Netflix’s drama about a rich Florida family with a lot of interpersonal communication issues was one of the surprises for me last year. I tuned in because the cast was so strong, even though the premise never really interested me. But for all the faults it has (runs a little long, all-white main cast), Bloodline was a damn good show, managing to land in my top 10 for 2015.
As much as I loved season one, I was even more skeptical of season two because of a character’s death, which as I mentioned before, seems counterintuitive. Ben Mendelsohn played the oldest of the four children, Danny, and he has a legit argument for the low-key best TV villain of all time. He was charming, unpredictable, likeable and scheming. It never seemed like he wanted to actually hurt his family until he actually started to hurt them. His development as a bad guy was one of the best things about any show from last year. And he was killed.
Season two picks up right where season one left off, with John (aka Kyle Chandler aka Coach Taylor) “investigating” his brother’s murder and trying to figure out what to do with Nolan, Danny’s son. The two other Rayburn kids — Meg and Kevin — have far less interesting plots, though Kevin’s at least ties into the main story when he decides to sort of pick up where Danny left off, though with much better intentions.
Mendelsohn is still around, however, in flashbacks and when John starts to see his ghost, which is an eye-rollingly predictable thing to happen. Bloodline was never a completely chronological show, and the second season capitalizes on that to introduce new pieces of information that have an impact on events happening in the present. And that’s where the show really starts to lose me.

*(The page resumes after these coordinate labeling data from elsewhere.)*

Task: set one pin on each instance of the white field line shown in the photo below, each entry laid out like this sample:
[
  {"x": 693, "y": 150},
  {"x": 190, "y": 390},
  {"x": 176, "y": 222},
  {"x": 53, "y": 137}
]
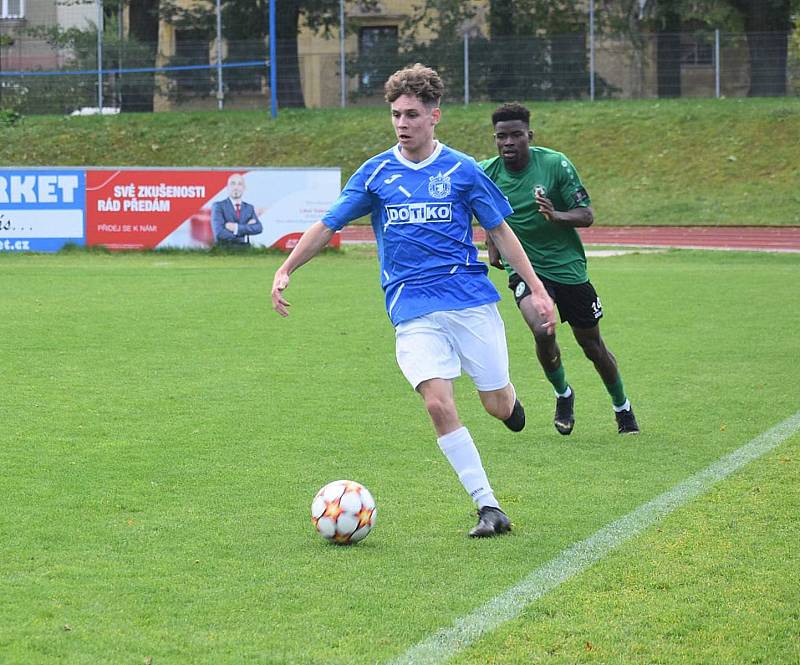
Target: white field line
[{"x": 447, "y": 642}]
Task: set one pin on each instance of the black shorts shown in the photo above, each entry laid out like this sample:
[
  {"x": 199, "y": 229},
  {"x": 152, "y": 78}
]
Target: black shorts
[{"x": 578, "y": 304}]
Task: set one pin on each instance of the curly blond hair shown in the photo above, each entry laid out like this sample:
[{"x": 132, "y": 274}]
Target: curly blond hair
[{"x": 418, "y": 80}]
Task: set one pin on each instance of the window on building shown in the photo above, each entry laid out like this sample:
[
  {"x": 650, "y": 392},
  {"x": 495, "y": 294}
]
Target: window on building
[
  {"x": 12, "y": 8},
  {"x": 377, "y": 56},
  {"x": 192, "y": 50},
  {"x": 696, "y": 50}
]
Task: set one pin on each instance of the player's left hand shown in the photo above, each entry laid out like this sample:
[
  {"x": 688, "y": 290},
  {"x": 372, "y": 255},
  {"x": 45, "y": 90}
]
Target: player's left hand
[{"x": 279, "y": 284}]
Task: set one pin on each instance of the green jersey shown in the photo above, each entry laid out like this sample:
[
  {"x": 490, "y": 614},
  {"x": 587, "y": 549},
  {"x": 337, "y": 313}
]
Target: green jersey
[{"x": 555, "y": 251}]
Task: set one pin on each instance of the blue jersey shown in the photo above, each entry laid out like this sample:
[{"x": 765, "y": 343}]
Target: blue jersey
[{"x": 422, "y": 218}]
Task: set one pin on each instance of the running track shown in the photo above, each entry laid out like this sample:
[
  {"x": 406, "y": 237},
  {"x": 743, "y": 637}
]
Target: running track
[{"x": 755, "y": 238}]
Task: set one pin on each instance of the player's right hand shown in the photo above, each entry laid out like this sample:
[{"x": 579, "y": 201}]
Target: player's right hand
[{"x": 279, "y": 303}]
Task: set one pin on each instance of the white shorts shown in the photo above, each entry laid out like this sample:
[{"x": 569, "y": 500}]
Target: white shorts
[{"x": 440, "y": 344}]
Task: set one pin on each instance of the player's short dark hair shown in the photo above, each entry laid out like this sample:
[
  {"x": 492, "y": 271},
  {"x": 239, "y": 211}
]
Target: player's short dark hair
[
  {"x": 511, "y": 111},
  {"x": 418, "y": 80}
]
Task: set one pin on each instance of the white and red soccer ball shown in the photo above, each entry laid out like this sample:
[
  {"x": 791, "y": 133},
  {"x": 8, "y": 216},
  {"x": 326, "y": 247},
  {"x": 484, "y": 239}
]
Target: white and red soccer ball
[{"x": 343, "y": 512}]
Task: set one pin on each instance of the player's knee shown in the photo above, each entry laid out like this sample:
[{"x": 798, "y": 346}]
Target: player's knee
[
  {"x": 593, "y": 349},
  {"x": 499, "y": 404},
  {"x": 439, "y": 408}
]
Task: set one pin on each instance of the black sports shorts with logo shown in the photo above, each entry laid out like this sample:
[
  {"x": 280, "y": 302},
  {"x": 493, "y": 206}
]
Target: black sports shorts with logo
[{"x": 578, "y": 304}]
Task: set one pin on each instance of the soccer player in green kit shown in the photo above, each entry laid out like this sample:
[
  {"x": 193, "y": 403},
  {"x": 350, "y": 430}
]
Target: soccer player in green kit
[{"x": 549, "y": 203}]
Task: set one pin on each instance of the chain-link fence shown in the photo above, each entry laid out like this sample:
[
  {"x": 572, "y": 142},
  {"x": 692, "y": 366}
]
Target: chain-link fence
[{"x": 44, "y": 76}]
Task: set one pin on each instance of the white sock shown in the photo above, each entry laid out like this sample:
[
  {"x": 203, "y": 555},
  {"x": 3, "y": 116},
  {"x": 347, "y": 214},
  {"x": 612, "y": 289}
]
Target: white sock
[{"x": 459, "y": 449}]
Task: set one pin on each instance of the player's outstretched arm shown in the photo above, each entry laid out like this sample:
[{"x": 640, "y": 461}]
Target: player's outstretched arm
[
  {"x": 509, "y": 246},
  {"x": 310, "y": 244}
]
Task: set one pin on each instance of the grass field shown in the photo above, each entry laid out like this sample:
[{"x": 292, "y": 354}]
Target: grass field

If Bloodline wanted Danny to be the main driver for the story it shouldn’t have killed him. A show about a bad guy has much more potential than a show about what a bad guy did before he died. Introducing new information into a story the audience is already familiar with makes it feel like the writers couldn’t come up with anything new, so the just double-dipped into material they knew everyone liked.
There are some interesting things happening that aren’t completely Danny-related, and it would behoove Bloodline to focus on those aspects. Danny and the drama surrounding him should be treated like hard drugs – fun to use sometimes but very bad to use too often. It’s entirely possible that the show does trend away from Danny since I am only four episodes in, but I really doubt it.
For those who liked Bloodline as much as me, the second season should prove acceptable. For those who didn’t like it (and for some reason watched it all?) or were on the fence, don’t bother. I thought after last season that it would work best as a one-season installment, and so far season two is proving me right.